Looking behind the milk label

Opting for plant-based milk options can decrease one’s environmental impact by avoiding cow milk, which requires a production process that releases methane gas, increases water pollution and uses large amounts of water and land. Fortification, which is the addition of various nutrients not naturally found in milk, can increase the health benefits of plant-based options. Below is general nutritional information for cow, soy, almond and oat milk provided by registered dietitian nutritionist Rachel Dyckman and evidence-based nutritionist Bridget Arriaza.

Cow milk

Cow milk has essential amino acids important for the brain and overall health. Cow milk is a great source of calcium, which can protect gut lining, and is full of protein. Both calcium and protein are important for those still growing.

Oat milk

Oat milk contains soluble fiber which promotes gut and colon health. Oats contain Beta-Glucan, a fiber which promotes a healthy gut microbiome. Oat milk contains more carbohydrates than other cow milk alternatives and has zero cholesterol unlike cow milk. 

Soy milk

Soy milk contains a similar amount of protein to cow milk.
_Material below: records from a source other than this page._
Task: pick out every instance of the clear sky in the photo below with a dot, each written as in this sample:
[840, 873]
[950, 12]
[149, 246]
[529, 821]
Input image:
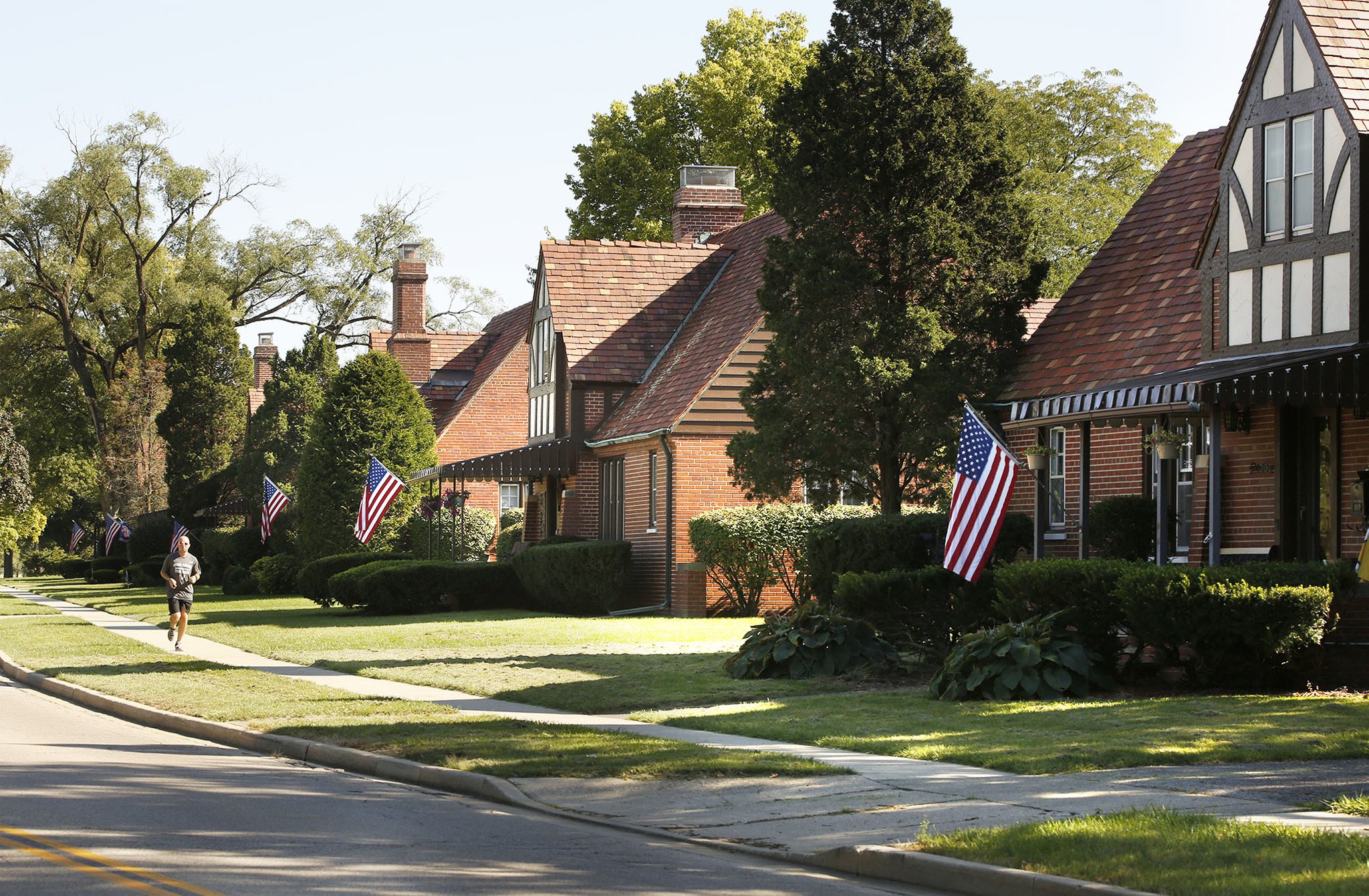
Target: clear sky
[481, 103]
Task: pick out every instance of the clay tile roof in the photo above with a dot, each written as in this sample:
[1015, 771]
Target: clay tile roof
[1342, 32]
[705, 342]
[1136, 308]
[616, 303]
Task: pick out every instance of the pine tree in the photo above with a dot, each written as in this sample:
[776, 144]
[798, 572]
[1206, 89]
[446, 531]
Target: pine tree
[900, 285]
[370, 408]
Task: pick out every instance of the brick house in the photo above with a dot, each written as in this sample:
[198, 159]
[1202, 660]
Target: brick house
[1227, 305]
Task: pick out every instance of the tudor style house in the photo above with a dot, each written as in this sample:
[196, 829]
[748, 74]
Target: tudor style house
[1229, 307]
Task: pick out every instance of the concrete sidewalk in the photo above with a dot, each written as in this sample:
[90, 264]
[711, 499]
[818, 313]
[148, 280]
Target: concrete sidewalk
[886, 800]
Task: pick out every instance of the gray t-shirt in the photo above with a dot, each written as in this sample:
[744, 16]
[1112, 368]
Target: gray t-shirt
[181, 569]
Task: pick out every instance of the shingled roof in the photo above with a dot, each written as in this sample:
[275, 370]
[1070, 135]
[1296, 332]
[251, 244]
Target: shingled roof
[616, 303]
[707, 339]
[1136, 308]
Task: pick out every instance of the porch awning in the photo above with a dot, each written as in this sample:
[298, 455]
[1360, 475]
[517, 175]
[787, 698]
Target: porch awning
[530, 461]
[1318, 377]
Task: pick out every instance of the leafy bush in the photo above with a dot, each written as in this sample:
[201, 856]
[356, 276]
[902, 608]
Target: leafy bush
[580, 577]
[811, 641]
[419, 586]
[239, 581]
[1031, 659]
[918, 609]
[346, 586]
[1123, 527]
[872, 545]
[445, 537]
[1082, 591]
[47, 561]
[312, 581]
[275, 573]
[509, 535]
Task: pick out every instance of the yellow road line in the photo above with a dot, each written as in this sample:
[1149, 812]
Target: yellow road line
[90, 862]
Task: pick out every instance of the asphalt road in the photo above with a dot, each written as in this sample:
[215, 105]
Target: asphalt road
[96, 804]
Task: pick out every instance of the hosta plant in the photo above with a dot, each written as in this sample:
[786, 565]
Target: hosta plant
[811, 641]
[1019, 661]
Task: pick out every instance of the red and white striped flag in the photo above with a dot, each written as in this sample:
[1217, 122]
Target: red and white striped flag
[985, 476]
[273, 501]
[382, 487]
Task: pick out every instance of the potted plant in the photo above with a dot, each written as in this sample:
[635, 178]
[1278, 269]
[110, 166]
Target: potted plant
[1165, 444]
[1038, 456]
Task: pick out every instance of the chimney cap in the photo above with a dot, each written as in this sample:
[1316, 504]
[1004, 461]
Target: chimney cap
[708, 176]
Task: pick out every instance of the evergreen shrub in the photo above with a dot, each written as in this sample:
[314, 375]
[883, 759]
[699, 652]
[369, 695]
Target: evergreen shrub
[314, 576]
[577, 577]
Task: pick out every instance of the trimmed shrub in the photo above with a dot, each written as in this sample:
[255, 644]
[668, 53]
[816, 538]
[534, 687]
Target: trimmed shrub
[1033, 659]
[444, 537]
[346, 586]
[1083, 593]
[1123, 527]
[275, 573]
[312, 581]
[872, 545]
[239, 581]
[812, 641]
[423, 586]
[580, 577]
[509, 535]
[916, 609]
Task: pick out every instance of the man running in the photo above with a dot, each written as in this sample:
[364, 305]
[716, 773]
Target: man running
[181, 569]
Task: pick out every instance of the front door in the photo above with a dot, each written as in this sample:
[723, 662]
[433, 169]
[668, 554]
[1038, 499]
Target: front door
[1306, 484]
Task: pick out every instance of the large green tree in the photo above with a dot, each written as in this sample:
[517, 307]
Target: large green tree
[901, 283]
[370, 408]
[719, 114]
[207, 377]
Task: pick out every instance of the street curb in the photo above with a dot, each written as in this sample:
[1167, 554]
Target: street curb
[311, 752]
[956, 875]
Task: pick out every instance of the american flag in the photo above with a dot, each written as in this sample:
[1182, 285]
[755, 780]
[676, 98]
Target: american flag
[177, 531]
[116, 530]
[273, 501]
[382, 487]
[985, 476]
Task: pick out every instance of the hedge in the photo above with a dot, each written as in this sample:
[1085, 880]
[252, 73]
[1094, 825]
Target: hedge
[578, 577]
[314, 576]
[422, 586]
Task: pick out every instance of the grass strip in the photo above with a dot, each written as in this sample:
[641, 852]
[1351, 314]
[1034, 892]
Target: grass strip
[80, 653]
[1162, 851]
[670, 671]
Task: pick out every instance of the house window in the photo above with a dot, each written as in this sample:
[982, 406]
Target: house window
[1275, 185]
[611, 500]
[1303, 174]
[650, 496]
[1057, 478]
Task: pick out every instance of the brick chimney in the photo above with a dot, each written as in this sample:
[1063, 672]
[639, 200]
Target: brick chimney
[707, 203]
[262, 357]
[410, 341]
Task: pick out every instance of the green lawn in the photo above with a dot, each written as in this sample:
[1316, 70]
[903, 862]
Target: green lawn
[1165, 853]
[670, 671]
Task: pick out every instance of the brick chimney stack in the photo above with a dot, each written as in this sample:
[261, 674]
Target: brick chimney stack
[262, 357]
[707, 203]
[410, 341]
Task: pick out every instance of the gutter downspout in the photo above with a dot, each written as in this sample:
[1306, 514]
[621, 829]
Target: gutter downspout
[670, 520]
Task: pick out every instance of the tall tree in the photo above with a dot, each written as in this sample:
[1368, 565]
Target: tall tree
[207, 377]
[901, 283]
[718, 114]
[370, 408]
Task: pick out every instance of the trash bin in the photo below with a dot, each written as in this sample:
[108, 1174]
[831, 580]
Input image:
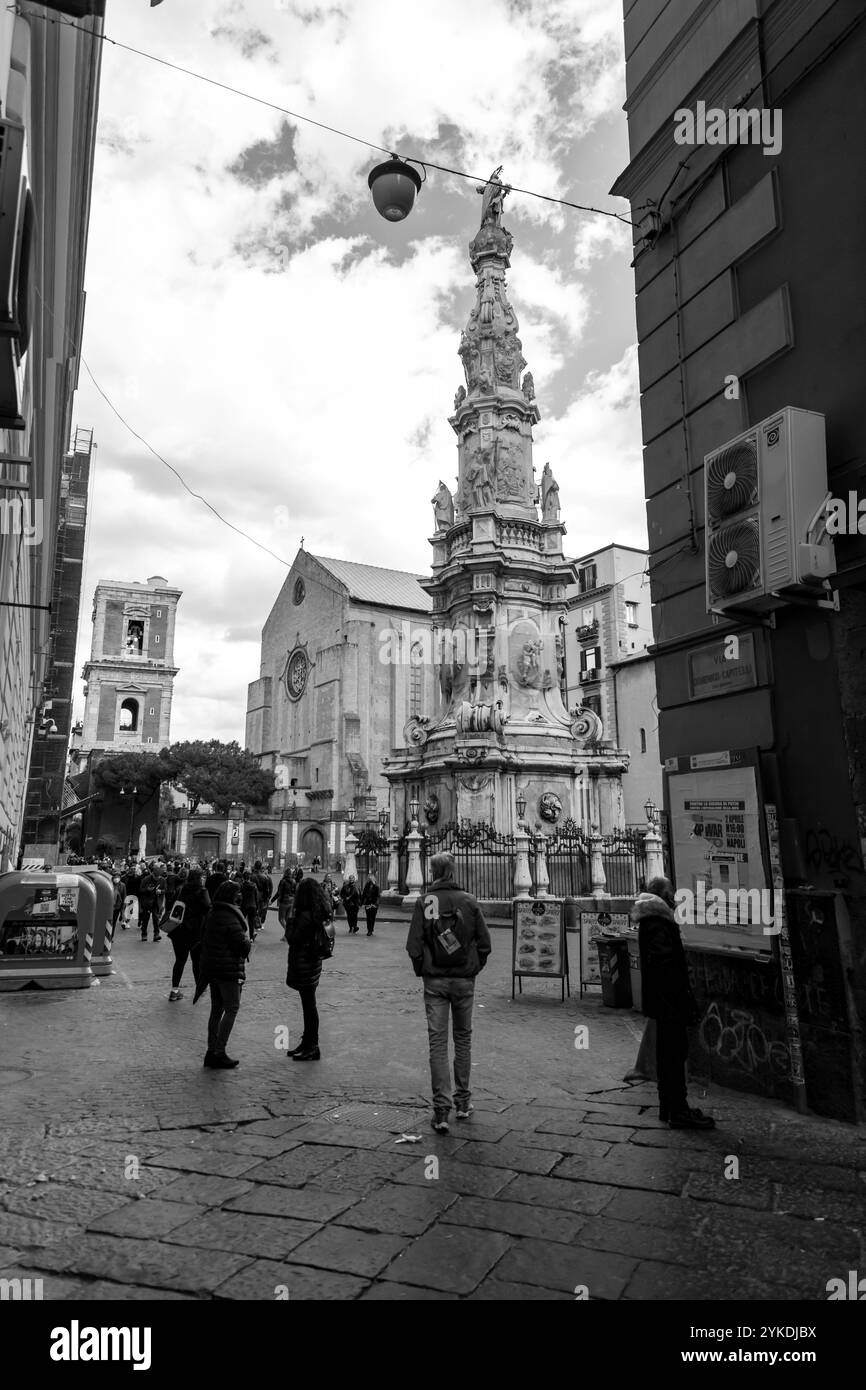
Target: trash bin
[613, 968]
[46, 930]
[103, 930]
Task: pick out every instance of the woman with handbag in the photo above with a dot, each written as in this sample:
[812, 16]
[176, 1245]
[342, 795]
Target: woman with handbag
[309, 945]
[189, 909]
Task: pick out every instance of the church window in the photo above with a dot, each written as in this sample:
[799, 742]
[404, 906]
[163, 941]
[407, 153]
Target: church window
[129, 716]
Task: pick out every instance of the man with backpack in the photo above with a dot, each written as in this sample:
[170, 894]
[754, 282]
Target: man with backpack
[448, 945]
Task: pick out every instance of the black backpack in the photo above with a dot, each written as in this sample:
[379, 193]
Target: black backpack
[446, 933]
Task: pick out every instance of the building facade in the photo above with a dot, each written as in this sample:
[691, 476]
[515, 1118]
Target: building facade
[342, 672]
[49, 88]
[751, 307]
[609, 620]
[129, 676]
[50, 745]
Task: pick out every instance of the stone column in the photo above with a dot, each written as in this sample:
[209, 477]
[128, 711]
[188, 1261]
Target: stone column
[542, 879]
[414, 879]
[350, 868]
[655, 859]
[394, 865]
[523, 879]
[597, 865]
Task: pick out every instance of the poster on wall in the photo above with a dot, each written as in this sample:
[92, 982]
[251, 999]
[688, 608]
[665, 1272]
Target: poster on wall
[716, 834]
[540, 941]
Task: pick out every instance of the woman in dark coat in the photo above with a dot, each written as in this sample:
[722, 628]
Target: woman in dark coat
[186, 938]
[303, 973]
[667, 998]
[225, 945]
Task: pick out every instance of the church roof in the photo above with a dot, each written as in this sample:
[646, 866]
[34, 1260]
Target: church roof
[373, 584]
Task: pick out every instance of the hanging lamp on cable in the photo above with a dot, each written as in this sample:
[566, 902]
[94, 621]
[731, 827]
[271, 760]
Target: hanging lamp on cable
[394, 186]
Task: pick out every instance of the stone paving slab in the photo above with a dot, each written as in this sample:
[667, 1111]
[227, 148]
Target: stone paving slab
[449, 1258]
[515, 1219]
[559, 1194]
[305, 1203]
[567, 1266]
[399, 1209]
[263, 1278]
[149, 1218]
[349, 1251]
[207, 1189]
[267, 1237]
[142, 1262]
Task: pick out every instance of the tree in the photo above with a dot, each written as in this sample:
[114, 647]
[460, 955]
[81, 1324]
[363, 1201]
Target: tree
[218, 774]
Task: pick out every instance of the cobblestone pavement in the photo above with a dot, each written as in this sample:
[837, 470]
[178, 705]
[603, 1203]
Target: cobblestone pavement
[287, 1179]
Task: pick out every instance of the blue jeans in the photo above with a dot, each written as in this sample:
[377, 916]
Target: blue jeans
[224, 1005]
[442, 994]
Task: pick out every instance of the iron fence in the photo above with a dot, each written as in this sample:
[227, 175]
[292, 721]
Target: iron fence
[484, 858]
[569, 862]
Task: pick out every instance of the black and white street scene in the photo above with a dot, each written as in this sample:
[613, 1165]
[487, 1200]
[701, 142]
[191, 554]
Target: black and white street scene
[433, 684]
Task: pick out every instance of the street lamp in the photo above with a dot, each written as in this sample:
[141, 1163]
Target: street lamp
[394, 186]
[132, 794]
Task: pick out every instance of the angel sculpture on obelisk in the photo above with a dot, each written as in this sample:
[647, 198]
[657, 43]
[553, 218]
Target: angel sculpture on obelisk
[492, 198]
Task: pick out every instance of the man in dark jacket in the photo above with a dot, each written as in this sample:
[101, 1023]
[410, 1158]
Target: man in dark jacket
[225, 945]
[667, 998]
[350, 900]
[148, 904]
[448, 945]
[370, 902]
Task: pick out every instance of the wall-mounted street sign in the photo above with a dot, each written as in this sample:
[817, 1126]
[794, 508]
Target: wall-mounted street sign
[540, 945]
[712, 672]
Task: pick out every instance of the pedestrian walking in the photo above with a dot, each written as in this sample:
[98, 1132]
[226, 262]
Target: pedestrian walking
[284, 897]
[370, 902]
[225, 947]
[666, 997]
[148, 909]
[249, 902]
[303, 972]
[350, 900]
[186, 937]
[448, 944]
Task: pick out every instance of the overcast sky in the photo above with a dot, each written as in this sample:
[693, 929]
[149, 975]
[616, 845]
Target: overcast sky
[291, 353]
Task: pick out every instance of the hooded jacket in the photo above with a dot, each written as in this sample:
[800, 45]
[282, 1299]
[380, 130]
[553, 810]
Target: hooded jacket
[665, 990]
[419, 941]
[225, 944]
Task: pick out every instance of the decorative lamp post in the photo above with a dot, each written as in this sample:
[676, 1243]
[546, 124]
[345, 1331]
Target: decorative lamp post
[652, 843]
[414, 877]
[132, 794]
[394, 186]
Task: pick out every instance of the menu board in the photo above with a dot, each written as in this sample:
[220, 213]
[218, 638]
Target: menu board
[595, 925]
[540, 940]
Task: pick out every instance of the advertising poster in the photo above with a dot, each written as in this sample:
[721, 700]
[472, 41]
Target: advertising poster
[540, 940]
[715, 816]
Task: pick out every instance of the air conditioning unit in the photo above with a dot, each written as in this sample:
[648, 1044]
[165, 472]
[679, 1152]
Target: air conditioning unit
[17, 231]
[763, 494]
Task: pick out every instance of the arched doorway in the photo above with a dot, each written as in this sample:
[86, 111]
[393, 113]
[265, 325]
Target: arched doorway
[205, 845]
[313, 844]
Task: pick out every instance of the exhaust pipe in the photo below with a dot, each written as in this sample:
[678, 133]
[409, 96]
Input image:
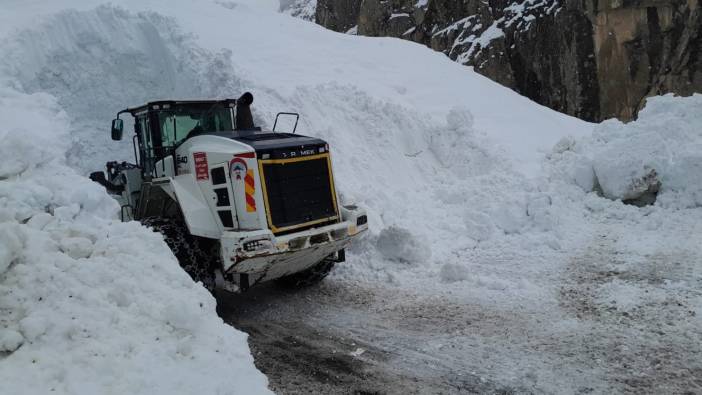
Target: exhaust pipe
[244, 119]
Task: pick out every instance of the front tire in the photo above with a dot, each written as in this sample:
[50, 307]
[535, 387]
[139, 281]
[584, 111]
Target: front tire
[192, 253]
[309, 277]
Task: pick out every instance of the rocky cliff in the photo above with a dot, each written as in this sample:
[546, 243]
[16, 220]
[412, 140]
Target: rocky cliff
[593, 59]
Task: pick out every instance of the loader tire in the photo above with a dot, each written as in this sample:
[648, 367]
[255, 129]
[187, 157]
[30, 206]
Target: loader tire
[194, 257]
[310, 276]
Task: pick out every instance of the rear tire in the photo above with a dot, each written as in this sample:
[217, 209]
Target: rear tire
[192, 253]
[309, 277]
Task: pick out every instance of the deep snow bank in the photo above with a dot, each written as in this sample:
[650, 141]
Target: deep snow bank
[89, 304]
[664, 142]
[439, 155]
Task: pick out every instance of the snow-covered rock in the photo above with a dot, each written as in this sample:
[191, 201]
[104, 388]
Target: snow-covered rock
[659, 153]
[90, 305]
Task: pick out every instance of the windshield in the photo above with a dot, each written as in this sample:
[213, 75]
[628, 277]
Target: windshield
[186, 121]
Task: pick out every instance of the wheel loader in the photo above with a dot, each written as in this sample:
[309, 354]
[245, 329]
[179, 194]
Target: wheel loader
[238, 205]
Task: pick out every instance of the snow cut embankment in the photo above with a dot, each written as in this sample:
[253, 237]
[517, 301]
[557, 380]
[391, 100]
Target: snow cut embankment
[659, 153]
[89, 304]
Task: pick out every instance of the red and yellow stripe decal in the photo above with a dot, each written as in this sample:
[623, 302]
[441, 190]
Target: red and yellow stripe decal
[250, 189]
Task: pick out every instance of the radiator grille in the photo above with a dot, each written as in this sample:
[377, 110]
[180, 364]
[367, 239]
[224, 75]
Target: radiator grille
[299, 193]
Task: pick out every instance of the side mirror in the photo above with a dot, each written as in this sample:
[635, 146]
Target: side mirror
[117, 129]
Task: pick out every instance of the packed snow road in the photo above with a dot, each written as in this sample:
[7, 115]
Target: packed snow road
[610, 327]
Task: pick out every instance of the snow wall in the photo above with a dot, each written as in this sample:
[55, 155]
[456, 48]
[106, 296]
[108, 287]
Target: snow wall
[447, 163]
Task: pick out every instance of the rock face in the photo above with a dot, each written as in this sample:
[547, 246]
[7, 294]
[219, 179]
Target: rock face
[594, 59]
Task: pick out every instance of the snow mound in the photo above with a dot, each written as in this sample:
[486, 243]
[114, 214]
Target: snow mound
[661, 150]
[89, 304]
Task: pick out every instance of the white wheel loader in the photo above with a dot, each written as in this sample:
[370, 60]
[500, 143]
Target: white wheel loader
[238, 205]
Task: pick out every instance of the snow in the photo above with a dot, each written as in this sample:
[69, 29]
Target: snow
[89, 304]
[666, 140]
[473, 193]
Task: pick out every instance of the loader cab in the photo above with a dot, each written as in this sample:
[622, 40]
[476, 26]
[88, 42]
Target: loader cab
[160, 127]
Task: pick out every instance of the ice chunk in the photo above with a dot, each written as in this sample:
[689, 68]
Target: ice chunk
[398, 244]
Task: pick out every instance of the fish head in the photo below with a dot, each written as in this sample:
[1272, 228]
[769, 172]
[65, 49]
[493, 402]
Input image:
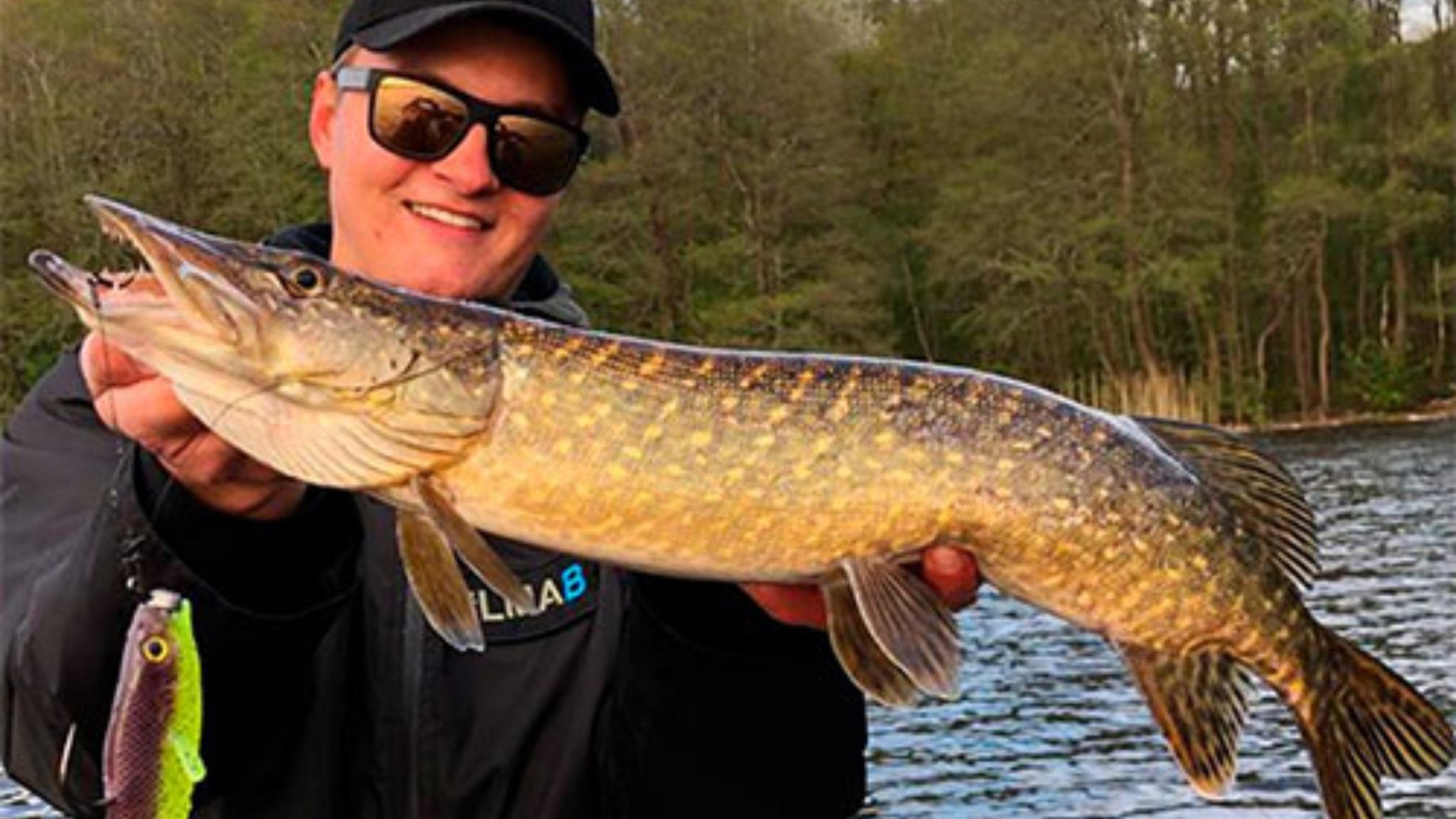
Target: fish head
[319, 373]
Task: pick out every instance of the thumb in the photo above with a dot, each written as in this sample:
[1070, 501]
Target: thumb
[107, 366]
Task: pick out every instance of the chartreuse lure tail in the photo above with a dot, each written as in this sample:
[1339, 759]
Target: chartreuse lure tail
[154, 744]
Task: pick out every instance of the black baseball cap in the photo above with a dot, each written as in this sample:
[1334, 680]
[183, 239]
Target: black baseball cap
[380, 25]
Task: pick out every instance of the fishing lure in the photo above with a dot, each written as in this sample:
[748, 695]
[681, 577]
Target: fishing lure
[154, 742]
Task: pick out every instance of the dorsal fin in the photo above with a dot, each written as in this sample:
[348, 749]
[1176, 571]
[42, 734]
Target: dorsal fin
[1260, 493]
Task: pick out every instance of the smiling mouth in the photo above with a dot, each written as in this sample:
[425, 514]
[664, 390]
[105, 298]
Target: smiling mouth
[447, 216]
Soy itself is a complete protein, which means it contains all of the essential amino acids the body needs. Soy milk also contains fiber, which cow milk lacks, and is a great source of calcium and vitamin D. 

Almond milk

Almond milk is a great source of vitamin E, an antioxidant that combats inflammation in the body. This type of milk contains less phosphorus and potassium than cow milk, making it better for kidney health. While it is good for bone and eye health, it contains less protein than other plant-based milks.